Document E/MS II-10: Guilty of Witchcraft: Excerpt from John Winthrop’s Journal, May 1648
John Winthrop was the first governor of Massachusetts Bay Colony. He kept a journal from 1630 until he died in 1649. It is among the best written records we have of the early years of the colony.
At this Court one Margaret Jones of Charlestown was indicted and found guilty of witchcraft and hanged for it.
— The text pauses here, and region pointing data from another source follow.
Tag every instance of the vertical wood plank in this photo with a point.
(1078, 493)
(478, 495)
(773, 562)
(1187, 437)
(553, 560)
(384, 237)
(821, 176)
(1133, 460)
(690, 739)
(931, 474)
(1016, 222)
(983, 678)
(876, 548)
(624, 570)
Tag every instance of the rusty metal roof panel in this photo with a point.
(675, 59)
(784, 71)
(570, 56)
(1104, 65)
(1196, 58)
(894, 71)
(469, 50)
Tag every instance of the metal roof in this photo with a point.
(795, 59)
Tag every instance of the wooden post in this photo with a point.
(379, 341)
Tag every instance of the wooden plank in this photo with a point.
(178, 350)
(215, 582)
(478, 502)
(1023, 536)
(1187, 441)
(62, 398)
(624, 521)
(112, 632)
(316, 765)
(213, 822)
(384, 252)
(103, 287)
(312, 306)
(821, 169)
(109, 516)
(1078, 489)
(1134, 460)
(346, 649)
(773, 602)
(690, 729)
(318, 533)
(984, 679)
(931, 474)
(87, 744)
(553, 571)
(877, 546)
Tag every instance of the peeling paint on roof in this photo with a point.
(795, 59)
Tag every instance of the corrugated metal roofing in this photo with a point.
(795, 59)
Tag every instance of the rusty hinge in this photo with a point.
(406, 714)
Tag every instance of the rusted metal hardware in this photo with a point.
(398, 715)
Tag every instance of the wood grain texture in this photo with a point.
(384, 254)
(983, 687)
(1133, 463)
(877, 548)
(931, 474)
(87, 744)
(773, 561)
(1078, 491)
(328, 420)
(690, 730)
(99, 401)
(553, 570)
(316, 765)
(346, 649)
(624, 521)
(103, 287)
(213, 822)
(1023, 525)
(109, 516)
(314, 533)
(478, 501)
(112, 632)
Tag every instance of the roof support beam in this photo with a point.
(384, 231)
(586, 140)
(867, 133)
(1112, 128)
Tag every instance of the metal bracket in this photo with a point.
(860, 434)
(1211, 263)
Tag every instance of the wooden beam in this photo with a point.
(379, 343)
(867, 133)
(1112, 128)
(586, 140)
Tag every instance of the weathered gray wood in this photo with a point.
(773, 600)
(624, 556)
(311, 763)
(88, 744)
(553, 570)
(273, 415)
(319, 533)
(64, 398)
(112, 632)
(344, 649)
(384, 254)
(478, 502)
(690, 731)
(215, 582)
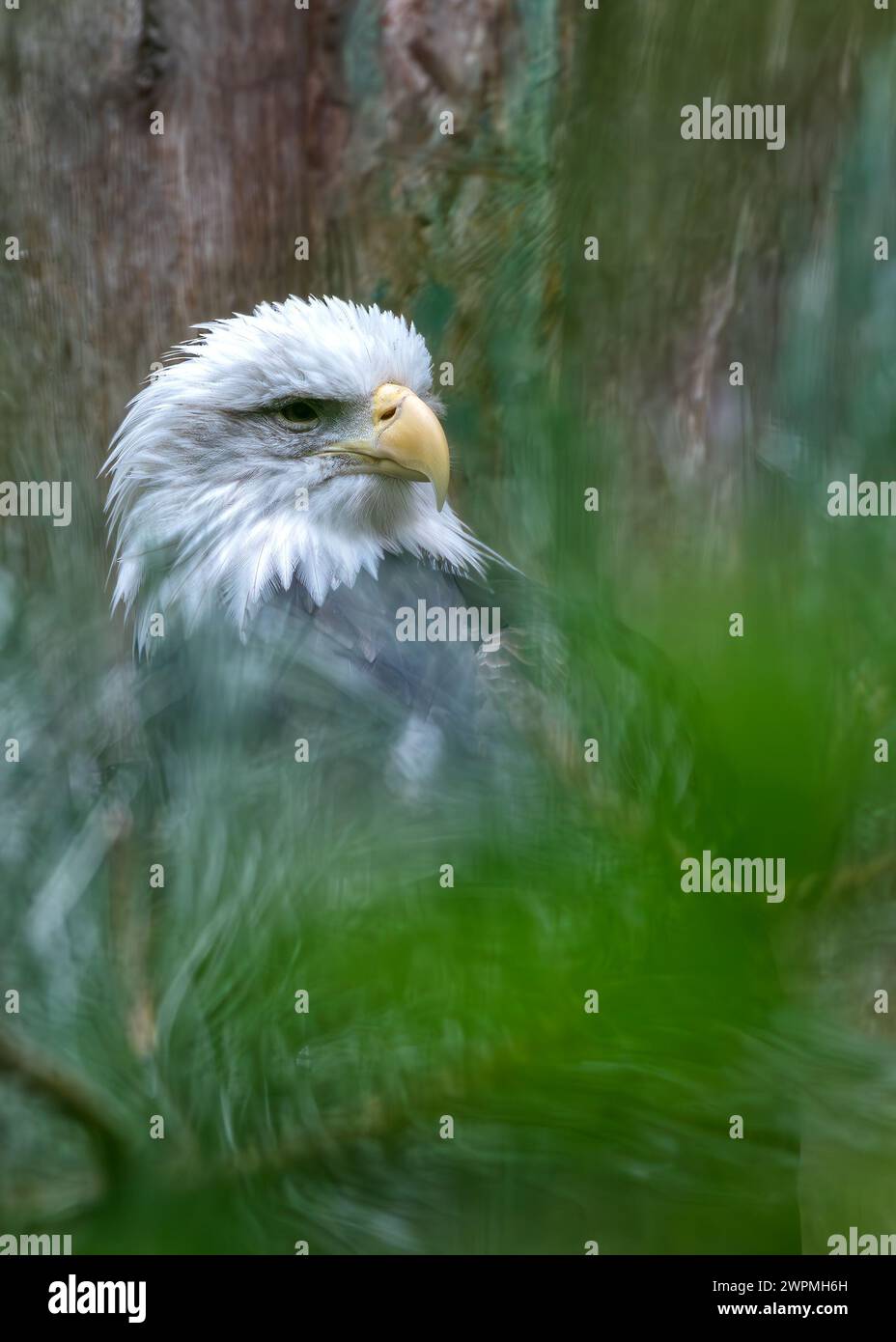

The evidence against her was 1. that she was found to have such a malignant touch as many persons (men, women, and children) whom she stroked or touched with any affection of displeasure or, etc., were taken with deafness, or vomiting, or other violent pains, or sickness; 2. she practicing physic, and her medicines being such things as (by her own confession) were harmless, as aniseed, licorice, etc., yet had extraordinary violent effects; 3. she would use to tell such as would not make use of her physic that they would never be healed, and accordingly their diseases and hurts continued… 4. some things which she fortold came to pass accordingly; other things she could tell of (as secret speeches, etc.) which she had no ordinary means to come to the knowledge of; 5. she had (upon search) an apparent teat in her secret parts as fresh as if it had been newly sucked… upon a second search [it was found] that [it] was withered, and another began on the opposite side; 6. in prison in the clear daylight there was seen in her arms…a little child which ran from her into another room, and the officer following it, it was vanished; the like child was seen in 2 other places… Her behavior at her trial was very intemperate, lying notoriously, and railing upon the jury and witnesses, etc., and in the like distemper she died. The same day and hour she was executed there was a very great tempest in Connecticut, which blew down many trees, etc…
Margaret Jones was hanged June 14, 1648, in Boston. She was one of four women executed for witchcraft in New England between 1647–1648.
Quoted in The Journal of John Winthrop 1630–1649 (abridged), ed. by Richard S. Dunn and Laetitia Yeandle (The Belknap Press, 1996).